Pour WinGD, cette certification est un passage obligé avant la mise en service commerciale. Le moteur testé sera installé sur le premier d’une série de dix vraquiers de 210.000 tonnes commandés par CMB.TECH, groupe belge actif dans le transport maritime et les technologies bas carbone.
"Nous avons entamé le développement du X72 DF-A avec WinGD il y a quatre ans, explique Alexander Saverys, le patron de CMB.TECH dans le journal espagnol El Confidencial. Grâce à une excellente collaboration, nous sommes aujourd'hui en mesure de livrer les premiers moteurs bicarburants à ammoniac à nos grands vraquiers."
L’ammoniac présente un avantage majeur: sa molécule ne contient pas de carbone. Sa combustion ne produit donc pas directement de CO2. C’est ce qui le distingue du fioul lourd, du diesel marin, du gaz naturel liquéfié ou encore du méthanol d’origine fossile. Son autre atout, et c'est un vrai avantage par rapport à l'hydrogène, l’ammoniac est déjà produit et transporté à grande échelle dans l’industrie chimique, notamment pour les engrais. Les infrastructures et l'écosystème industriel existent donc déjà en partie, même si leur adaptation au carburant maritime reste un chantier considérable.
Pour les grands navires, l’ammoniac pourrait aussi être plus adapté que l’hydrogène pur. Il est plus facile à stocker que l’hydrogène liquide et offre une densité énergétique plus pertinente pour les longues traversées. C’est l’une des raisons pour lesquelles les constructeurs de moteurs marins, les chantiers navals et les armateurs accélèrent leurs travaux sur cette solution.
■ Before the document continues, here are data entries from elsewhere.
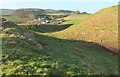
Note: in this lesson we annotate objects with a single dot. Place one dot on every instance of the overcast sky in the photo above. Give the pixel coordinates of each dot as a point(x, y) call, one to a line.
point(90, 6)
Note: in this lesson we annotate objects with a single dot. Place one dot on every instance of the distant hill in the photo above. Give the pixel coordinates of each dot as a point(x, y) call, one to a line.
point(7, 11)
point(28, 52)
point(101, 28)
Un carburant hautement toxique
Mais attention cependant, l'ammoniac ne présente pas que des avantages. Ce gaz est un carburant complexe à manipuler. Il est toxique, corrosif et impose des procédures de sécurité strictes à bord. Les risques de fuite, de manipulation lors du soutage et d’exposition des équipages sont au cœur des préoccupations des assureurs, des ports et des organismes de classification.
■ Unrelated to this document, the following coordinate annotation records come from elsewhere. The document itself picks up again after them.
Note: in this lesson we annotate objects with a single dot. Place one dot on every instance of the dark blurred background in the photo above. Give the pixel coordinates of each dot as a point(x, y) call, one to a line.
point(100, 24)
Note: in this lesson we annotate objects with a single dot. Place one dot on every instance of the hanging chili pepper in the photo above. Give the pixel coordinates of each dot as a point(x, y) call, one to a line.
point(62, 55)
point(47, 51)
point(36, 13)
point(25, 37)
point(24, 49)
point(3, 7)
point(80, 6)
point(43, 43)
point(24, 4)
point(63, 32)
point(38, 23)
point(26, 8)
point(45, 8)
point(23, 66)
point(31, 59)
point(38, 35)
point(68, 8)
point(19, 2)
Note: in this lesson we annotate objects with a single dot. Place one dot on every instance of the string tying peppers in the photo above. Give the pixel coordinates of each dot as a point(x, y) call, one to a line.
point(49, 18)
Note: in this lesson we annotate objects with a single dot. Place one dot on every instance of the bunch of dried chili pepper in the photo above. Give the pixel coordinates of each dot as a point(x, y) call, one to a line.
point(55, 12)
Sa combustion pose également des défis techniques. Si l'ammoniac permet de réduire fortement les émissions de CO2, sa combustion doit être soigneusement maîtrisée. Les motoristes doivent éviter la formation de polluants atmosphériques comme les oxydes d'azote, limiter les rejets d'ammoniac non brûlé dans les gaz d'échappement et contrôler les émissions de protoxyde d'azote, un puissant gaz à effet de serre. WinGD indique avoir obtenu de faibles niveaux d’émissions sur ces points lors de ses essais, tout en maintenant des performances comparables à celles de ses moteurs conventionnels.
WinGD affirme disposer d’un carnet initial d’environ 40 moteurs destinés à différents types de navires. Ce volume montre que le marché ne se limite plus aux prototypes: plusieurs armateurs commencent à préparer leurs flottes aux futures contraintes carbone. Les premiers navires équipés doivent entrer en service dans les prochaines années, à commencer par les vraquiers de CMB.TECH construits en Chine.
Émissions nulles en 2050
Le succès de cette technologie ne dépendra pas uniquement des moteurs. Il faudra aussi produire, transporter et distribuer suffisamment d’ammoniac bas carbone dans les grands ports mondiaux. Aujourd’hui, l’essentiel de l’ammoniac mondial est encore produit à partir d’hydrocarbures. Pour que l’ammoniac devienne une solution climatique crédible, il devra être fabriqué à partir d’hydrogène vert, produit par électrolyse avec de l’électricité renouvelable, ou via des procédés bas carbone avec captage du CO2.
Avec le X72DF-A, WinGD ne promet pas de remplacer immédiatement le diesel dans toute la flotte mondiale. Mais le constructeur suisse démontre qu’un grand moteur marin à ammoniac peut désormais passer des essais industriels. L’Organisation maritime internationale vise des émissions nettes nulles du transport maritime autour de 2050, avec des jalons intermédiaires dès 2030 et 2040. Dans ce contexte, l’ammoniac apparaît comme l’un des carburants les plus surveillés pour les longues distances.